Using Git Instead of Your Stupid Blockchain

1. Using Git Instead of Your Stupid Blockchain

1. Using Git Instead of Your Stupid Blockchain

Much has been made lately¹ about using the blockchain for supply chain applications. Proponents argue that it could enable greater transparency and allow for companies to more easily locate and contain issues in their supply chain². They aren't wrong in this, but they are wrong when they say "the right tool to solve this is a blockchain!"

1.1. Git vs Blockchain

Git and the blockchain were designed by different people to solve different problems, but at their base have the same data structure: the Merkle tree.
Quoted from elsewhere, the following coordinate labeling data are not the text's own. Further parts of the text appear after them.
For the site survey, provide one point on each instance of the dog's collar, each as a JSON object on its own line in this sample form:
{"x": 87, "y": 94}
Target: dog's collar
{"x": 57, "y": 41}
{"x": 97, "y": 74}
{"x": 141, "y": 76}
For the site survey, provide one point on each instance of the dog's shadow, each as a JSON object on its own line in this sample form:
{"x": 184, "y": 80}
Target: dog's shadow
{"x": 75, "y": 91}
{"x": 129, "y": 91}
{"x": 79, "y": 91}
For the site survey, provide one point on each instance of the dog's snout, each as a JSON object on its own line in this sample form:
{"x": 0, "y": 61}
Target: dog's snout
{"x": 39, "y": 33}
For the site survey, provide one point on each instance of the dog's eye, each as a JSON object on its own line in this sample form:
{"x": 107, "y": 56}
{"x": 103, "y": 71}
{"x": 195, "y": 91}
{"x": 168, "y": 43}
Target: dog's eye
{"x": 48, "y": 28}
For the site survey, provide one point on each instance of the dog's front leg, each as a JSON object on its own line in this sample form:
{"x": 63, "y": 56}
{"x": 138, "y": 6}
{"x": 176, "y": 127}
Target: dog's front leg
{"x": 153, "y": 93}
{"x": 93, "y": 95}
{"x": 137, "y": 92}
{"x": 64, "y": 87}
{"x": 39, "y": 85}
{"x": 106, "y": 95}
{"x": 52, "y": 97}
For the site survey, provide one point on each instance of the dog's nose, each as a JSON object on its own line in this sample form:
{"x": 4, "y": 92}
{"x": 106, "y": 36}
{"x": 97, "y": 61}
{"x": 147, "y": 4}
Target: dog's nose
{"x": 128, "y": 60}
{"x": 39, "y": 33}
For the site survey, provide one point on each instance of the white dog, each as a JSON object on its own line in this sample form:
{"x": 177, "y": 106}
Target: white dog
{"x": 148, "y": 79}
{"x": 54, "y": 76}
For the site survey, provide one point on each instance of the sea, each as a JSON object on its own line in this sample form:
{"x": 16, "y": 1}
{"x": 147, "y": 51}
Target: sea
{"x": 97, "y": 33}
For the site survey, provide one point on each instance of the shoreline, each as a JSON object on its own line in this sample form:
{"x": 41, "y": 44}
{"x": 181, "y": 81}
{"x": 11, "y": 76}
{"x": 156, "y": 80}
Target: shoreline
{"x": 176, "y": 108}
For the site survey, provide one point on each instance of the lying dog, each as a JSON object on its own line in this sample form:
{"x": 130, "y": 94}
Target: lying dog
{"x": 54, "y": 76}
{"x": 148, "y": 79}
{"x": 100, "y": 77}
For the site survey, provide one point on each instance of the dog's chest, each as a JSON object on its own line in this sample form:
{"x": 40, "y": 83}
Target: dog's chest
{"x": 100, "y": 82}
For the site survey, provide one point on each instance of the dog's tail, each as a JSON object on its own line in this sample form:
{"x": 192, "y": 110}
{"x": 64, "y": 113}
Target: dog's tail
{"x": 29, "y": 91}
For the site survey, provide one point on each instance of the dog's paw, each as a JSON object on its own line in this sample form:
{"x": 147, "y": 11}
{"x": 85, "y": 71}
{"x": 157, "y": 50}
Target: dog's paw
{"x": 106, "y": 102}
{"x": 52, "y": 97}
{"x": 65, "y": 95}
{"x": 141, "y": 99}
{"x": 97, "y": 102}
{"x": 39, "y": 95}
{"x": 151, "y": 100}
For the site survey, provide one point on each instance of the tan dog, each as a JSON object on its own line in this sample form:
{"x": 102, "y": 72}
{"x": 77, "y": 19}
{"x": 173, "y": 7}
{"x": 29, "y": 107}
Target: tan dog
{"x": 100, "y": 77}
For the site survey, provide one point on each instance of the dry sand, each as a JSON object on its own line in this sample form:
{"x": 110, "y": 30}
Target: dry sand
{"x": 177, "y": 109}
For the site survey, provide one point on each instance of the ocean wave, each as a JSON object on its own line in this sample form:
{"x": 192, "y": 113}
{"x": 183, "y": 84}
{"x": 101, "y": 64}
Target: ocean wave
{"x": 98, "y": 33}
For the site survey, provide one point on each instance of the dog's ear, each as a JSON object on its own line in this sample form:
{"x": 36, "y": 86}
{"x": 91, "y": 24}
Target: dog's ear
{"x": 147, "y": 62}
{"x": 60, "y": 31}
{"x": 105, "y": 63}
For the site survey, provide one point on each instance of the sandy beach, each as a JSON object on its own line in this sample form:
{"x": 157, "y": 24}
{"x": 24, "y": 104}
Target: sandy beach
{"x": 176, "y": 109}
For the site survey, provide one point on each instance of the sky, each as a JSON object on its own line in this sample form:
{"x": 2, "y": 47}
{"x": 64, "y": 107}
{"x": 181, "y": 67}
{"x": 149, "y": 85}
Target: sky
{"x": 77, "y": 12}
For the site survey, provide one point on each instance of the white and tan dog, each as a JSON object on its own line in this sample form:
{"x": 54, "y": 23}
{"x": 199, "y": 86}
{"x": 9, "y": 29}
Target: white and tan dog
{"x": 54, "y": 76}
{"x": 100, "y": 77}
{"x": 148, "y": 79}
This data structure is the key to why blockchain proponents aren't entirely wrong. Briefly, the Merkle is a tree³ in which every leaf is referenced by the hash⁴ of its contents, while every non-leaf is referenced by the hash of the hashes of its leaves. The result of this is that it becomes easy to verify that the data stored in the tree is what you expect it to be, and that it hasn't been tampered with⁵ ^,⁶.

So, what's the difference? Well, their purposes, for a start. The blockchain⁷ was designed to process transactions between an arbitrary number of untrusted participants, with no single point of truth or accountability. This means that everyone is accountable to each other, and everyone has to verify everything⁸. Git, meanwhile, was developed to track revisions in files that began at a single point in history, and can be directly administered by a person or organization⁹.

The trick here is that, as this essay is merely a textual representation of the thoughts in my mind, serving as a transmission vehicle, Git can be used to track the status and history of an arbitrary object as represented textually¹⁰, while also avoiding the cost, speed, and complexity problems that result from the blockchain¹¹.

1.2. Implementation

"Well that's all well and good," I hear you say, "but how does a 20 year old source code version control system do the same thing as the shiny new blockchain I pay IBM $100k per month to use?"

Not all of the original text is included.